For almost two centuries now, scientists have noticed a place’s suicide rate bears troubling links to the changing of the seasons and the friendliness of its climate.
In 1881, the Italian physician Enrico Morselli noted that suicide rates peak in the summer, deeming the effect “too great for it to be attributed to chance of the human will.” Two decades later, the French sociologist Emile Durkheim noticed the same effect—though he also found the suicide rate was higher in Scandinavian countries.
Even today, CDC data confirms that suicides peak in the United States in the early summer.
Now, scientists have identified one more way that climate shapes suicide—and, worryingly, they have projected that it will only become more pronounced as suicide rates rise in a rapidly warming world.
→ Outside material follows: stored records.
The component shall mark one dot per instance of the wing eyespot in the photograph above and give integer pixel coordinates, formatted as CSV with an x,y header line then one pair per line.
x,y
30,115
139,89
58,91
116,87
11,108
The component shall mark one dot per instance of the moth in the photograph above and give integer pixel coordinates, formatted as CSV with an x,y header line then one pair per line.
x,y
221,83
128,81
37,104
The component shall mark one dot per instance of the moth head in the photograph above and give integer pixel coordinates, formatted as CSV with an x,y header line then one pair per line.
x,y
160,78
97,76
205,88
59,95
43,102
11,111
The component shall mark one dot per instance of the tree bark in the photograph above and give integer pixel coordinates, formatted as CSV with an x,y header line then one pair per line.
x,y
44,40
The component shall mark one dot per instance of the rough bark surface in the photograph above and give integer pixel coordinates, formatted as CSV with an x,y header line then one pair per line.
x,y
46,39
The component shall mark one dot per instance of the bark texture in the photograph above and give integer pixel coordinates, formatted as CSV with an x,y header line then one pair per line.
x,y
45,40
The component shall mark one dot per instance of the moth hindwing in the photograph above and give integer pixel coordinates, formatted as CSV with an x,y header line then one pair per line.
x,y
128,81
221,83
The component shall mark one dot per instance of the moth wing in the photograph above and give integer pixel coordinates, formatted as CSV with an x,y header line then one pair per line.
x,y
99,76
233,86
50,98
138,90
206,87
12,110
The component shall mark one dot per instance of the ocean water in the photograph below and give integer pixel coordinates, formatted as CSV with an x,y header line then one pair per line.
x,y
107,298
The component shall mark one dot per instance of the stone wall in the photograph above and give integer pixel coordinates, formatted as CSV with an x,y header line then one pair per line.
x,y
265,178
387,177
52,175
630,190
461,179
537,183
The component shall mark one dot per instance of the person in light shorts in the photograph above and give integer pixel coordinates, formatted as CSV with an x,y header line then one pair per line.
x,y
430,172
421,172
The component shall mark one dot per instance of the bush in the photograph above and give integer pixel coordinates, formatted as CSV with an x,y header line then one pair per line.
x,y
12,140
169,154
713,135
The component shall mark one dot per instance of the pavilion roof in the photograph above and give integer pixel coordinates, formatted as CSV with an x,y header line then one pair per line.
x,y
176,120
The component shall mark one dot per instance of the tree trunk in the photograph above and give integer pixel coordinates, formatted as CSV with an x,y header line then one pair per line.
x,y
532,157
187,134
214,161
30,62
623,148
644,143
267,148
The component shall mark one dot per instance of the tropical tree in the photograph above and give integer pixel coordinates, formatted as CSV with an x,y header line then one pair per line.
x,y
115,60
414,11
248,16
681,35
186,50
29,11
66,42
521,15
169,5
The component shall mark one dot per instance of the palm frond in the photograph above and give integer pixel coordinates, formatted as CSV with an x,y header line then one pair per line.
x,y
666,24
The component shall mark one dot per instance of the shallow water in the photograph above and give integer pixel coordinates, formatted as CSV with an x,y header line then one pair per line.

Unusually hot days cause the suicide rate to rise, according to a study published Monday in Nature Climate Change. If a month is 1 degree Celsius warmer than normal, then its suicide rate will increase by 0.7 percent in the United States and 2.1 percent in Mexico.
“It’s sort of a brutal finding,” says Marshall Burke, a professor of earth science at Stanford University and one of the authors of the paper.
The finding has anxious implications for a world whose climate is rapidly changing. The authors project that roughly 14,000 people—and as many as 26,000—could die by suicide in the United States by 2050 if humanity does not reduce its emissions of greenhouse-gas pollution.
This is roughly the same change in suicide rates as are driven by “the estimated impact of economic recessions, suicide-prevention programs, or gun-restriction laws.”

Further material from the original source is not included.